Shoe Buying Tips for Seniors

Walking is one of the most beneficial exercises that you can do as a senior. Not only is it easy on the joints, but it’s an excellent way to relieve stress, build muscle, and keep unwanted pounds at bay. It’s also an exercise you can do almost anywhere and any time of the year, making it a great option for older adults on a budget or who need to exercise indoors due to less than ideal weather.

While walking comes at the right price (free) it’s important to invest in a good pair of walking shoes to ensure your joints stay healthy. In fact, a good pair of shoes can do more than optimize your health during walks. They can also help prevent falls and keep the spine healthy.

Here are shoe buying suggestions for seniors, to keep you a step ahead when it comes to your health.

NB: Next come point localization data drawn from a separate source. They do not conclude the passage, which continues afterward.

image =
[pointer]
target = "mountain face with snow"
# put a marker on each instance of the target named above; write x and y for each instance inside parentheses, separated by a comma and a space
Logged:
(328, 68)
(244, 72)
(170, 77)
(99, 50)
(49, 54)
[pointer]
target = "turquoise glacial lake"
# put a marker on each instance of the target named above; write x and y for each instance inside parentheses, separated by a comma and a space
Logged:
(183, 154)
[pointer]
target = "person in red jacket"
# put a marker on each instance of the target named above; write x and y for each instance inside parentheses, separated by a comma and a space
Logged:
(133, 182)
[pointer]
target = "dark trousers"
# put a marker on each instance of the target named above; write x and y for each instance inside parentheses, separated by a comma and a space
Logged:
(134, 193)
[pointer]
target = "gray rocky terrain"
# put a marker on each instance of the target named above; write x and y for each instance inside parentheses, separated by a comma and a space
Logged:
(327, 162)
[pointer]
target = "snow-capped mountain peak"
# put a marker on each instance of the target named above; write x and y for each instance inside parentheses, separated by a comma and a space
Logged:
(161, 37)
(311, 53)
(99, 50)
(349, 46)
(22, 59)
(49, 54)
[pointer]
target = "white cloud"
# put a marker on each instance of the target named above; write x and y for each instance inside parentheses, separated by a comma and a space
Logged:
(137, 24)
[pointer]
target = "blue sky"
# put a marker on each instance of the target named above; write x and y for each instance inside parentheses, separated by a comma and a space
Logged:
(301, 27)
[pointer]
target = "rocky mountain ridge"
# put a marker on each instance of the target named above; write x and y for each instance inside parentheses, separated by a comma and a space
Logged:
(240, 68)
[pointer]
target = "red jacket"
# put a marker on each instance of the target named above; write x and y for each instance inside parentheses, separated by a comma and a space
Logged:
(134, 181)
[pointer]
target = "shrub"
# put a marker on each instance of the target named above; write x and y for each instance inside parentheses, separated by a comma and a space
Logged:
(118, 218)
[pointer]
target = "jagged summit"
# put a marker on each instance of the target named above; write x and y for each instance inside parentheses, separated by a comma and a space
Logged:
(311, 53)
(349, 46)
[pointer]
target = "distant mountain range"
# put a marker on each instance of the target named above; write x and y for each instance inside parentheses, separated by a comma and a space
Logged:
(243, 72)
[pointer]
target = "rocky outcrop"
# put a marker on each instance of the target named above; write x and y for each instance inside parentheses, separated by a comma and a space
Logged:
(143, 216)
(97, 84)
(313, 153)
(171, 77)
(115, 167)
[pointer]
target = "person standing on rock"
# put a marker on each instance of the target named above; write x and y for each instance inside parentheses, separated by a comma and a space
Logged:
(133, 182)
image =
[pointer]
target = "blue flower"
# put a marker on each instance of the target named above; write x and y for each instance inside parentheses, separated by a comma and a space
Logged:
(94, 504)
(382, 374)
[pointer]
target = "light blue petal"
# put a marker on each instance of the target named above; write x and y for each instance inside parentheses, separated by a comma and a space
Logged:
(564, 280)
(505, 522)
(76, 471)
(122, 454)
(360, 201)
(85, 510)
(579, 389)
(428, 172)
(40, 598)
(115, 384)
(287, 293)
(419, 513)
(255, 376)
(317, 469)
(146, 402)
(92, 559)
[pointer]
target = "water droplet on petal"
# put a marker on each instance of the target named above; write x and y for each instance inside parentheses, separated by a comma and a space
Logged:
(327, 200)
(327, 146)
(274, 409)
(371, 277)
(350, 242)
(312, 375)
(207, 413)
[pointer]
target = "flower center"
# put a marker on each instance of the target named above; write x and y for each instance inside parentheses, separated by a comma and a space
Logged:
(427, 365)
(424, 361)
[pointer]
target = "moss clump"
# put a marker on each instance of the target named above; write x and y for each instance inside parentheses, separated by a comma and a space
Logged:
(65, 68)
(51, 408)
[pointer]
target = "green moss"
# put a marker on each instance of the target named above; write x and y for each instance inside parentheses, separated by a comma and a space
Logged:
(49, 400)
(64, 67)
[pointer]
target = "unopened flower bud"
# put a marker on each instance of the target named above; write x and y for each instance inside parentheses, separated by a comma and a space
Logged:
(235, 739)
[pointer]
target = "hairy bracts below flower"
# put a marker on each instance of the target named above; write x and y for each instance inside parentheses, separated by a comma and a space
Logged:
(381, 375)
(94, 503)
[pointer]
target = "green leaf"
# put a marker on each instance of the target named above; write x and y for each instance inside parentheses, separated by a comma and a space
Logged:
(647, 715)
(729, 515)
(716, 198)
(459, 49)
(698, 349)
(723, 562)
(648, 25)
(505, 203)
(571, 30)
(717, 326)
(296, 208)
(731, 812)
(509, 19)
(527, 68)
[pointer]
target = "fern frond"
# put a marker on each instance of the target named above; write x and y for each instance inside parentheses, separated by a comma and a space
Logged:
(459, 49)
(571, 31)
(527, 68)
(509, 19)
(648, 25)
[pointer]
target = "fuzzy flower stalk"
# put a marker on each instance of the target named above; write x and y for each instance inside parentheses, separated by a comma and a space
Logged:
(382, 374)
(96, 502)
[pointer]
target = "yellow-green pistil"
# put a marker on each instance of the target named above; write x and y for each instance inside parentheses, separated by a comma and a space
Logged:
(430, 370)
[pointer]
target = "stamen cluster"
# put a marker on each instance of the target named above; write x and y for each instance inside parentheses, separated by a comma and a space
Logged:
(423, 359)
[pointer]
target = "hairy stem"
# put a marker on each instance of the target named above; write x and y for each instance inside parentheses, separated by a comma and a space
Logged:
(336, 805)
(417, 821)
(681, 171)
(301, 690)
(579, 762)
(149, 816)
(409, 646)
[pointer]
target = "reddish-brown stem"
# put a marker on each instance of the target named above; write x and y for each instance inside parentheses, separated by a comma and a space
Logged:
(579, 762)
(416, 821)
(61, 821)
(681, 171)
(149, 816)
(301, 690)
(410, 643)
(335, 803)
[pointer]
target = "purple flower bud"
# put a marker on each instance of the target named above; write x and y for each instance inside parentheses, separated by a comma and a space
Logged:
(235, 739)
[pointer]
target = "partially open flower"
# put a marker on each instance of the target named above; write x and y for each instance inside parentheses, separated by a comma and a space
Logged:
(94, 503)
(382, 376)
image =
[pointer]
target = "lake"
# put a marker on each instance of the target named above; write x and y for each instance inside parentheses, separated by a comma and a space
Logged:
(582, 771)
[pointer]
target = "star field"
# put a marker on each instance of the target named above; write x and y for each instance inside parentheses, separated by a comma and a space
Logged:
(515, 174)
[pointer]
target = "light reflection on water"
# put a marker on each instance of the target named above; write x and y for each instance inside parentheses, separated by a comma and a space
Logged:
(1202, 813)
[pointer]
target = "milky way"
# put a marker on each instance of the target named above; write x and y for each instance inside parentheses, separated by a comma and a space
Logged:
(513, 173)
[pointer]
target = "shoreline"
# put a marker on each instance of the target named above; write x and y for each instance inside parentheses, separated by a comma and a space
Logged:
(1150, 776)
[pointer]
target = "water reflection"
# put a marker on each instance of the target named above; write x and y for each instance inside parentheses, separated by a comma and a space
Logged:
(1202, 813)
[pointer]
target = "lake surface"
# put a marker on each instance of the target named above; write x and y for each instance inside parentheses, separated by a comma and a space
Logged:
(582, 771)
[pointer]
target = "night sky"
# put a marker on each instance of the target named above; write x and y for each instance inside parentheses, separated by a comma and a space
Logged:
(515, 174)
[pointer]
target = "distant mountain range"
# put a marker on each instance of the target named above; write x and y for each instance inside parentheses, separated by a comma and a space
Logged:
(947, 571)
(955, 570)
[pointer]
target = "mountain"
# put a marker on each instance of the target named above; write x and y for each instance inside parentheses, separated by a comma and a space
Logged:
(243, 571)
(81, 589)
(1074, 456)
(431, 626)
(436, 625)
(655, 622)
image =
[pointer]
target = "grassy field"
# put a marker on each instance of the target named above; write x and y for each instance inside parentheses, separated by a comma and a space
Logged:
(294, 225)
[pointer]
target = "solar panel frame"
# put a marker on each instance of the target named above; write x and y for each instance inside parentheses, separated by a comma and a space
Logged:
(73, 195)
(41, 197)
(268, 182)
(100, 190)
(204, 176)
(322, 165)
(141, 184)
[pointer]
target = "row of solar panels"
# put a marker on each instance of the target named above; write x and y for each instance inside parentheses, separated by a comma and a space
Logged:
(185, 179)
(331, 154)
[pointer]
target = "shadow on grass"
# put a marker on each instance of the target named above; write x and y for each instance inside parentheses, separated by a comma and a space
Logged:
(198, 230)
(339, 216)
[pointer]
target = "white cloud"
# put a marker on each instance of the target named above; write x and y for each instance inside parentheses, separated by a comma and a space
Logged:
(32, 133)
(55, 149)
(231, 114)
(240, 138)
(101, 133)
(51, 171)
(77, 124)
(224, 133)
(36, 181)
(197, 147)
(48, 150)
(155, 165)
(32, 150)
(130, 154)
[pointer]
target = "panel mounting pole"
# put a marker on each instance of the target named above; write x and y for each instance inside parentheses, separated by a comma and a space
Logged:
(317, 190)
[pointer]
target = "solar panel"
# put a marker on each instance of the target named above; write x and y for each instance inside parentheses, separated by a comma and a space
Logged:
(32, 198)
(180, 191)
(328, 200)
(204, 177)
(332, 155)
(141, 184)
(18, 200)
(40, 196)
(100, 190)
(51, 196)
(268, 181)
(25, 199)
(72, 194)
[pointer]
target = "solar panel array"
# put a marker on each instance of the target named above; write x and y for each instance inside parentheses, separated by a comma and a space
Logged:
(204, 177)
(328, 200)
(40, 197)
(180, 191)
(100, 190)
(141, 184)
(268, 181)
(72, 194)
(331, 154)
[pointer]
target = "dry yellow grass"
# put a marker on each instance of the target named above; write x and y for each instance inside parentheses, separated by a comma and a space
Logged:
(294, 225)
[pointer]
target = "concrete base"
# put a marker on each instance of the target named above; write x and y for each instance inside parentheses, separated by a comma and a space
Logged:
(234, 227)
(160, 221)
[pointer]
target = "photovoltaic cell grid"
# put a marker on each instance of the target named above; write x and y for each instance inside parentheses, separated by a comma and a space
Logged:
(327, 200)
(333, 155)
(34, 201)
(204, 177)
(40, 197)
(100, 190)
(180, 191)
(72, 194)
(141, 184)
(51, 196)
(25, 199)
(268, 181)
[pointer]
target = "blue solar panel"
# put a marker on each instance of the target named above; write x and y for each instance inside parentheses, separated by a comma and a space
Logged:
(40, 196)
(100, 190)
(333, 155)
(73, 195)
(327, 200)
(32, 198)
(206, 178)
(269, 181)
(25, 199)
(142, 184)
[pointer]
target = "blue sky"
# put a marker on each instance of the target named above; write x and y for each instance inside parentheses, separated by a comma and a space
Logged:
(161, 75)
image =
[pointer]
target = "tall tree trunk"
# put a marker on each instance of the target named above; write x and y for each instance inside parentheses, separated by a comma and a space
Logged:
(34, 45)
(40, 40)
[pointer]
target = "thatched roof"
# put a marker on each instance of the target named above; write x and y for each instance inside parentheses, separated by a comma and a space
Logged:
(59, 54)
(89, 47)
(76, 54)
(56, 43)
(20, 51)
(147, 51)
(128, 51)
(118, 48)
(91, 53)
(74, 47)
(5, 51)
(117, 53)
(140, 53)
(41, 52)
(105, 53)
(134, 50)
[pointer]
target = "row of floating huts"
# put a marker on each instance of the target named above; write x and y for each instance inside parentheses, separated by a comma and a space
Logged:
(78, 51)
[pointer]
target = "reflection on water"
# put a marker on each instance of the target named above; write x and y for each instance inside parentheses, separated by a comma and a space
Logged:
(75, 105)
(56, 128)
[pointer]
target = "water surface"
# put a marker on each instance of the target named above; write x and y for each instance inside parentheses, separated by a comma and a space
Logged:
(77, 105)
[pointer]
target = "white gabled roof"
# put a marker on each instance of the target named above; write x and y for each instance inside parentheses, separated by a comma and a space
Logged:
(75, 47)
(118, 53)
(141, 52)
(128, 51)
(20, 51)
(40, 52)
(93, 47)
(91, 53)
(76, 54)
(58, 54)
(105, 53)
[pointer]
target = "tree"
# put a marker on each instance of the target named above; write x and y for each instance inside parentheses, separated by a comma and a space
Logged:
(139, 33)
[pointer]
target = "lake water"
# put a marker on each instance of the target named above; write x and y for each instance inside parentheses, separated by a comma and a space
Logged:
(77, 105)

  • Invest in a Good Pair.  According Dr. Cary Zinkin, DPM, it’s best to invest in a pair of quality walking shoes rather than buying them at the bargain store. It doesn’t matter if you’re planning on walking miles in the shoes or wearing them to run errands – Dr. Zinkin says it’s essential for older adults to always wear well-made shoes from a reputable brand. Ill-fitting shoes can lead to heel pain, especially for seniors, because as we age we lose the padding in the soles of our feet.
  • Consider Running Shoes (even if you don’t run). Running shoes are designed to give the foot more all over support than most walking shoes, so they’re ideal for older adults – even if you’re not planning to run a marathon.  Running shoes are sturdy and offer cushioning that can help prevent injuries. Buy your shoes from a store that specializes in the sale of running shoes. Usually, these stores are staffed by experts who can help you chose the best shoes to fit your feet.
  • Use Inserts. Many podiatrists recommend seniors that add inserts to their shoes for motion control. This is especially important for seniors who are overweight, have high arches, or flat feet because it helps provide additional support and prevents the heel from “rolling.” Podiatrists recommend that seniors use extra soft inserts by a brand approved by the American Podiatric Medical Association (APMA).
  • Wait Until the End of the Day. Podiatrists will often tell their patients to wait until the end of the day to try on shoes – and that’s for good reason: Our feet swell during the day, so if you try on and purchase your shoes in the morning, they may run tight by the evening. Note: You still may want to leave a little room if you have bunions, toe nail pain, or arthritis.
  • Avoid Backless Shoes. Crocs may be comfortable and clogs may be in fashion, but they’re bad news for aging backs because they offer limited support. They’ll also make heel pain and issues like plantar fasciitis worse.

The first step for ensuring your health as a walker and throughout the day is to invest in the right shoes. They’ll last a long time – and they’ll help you maintain your good health longer, too. Happy walking!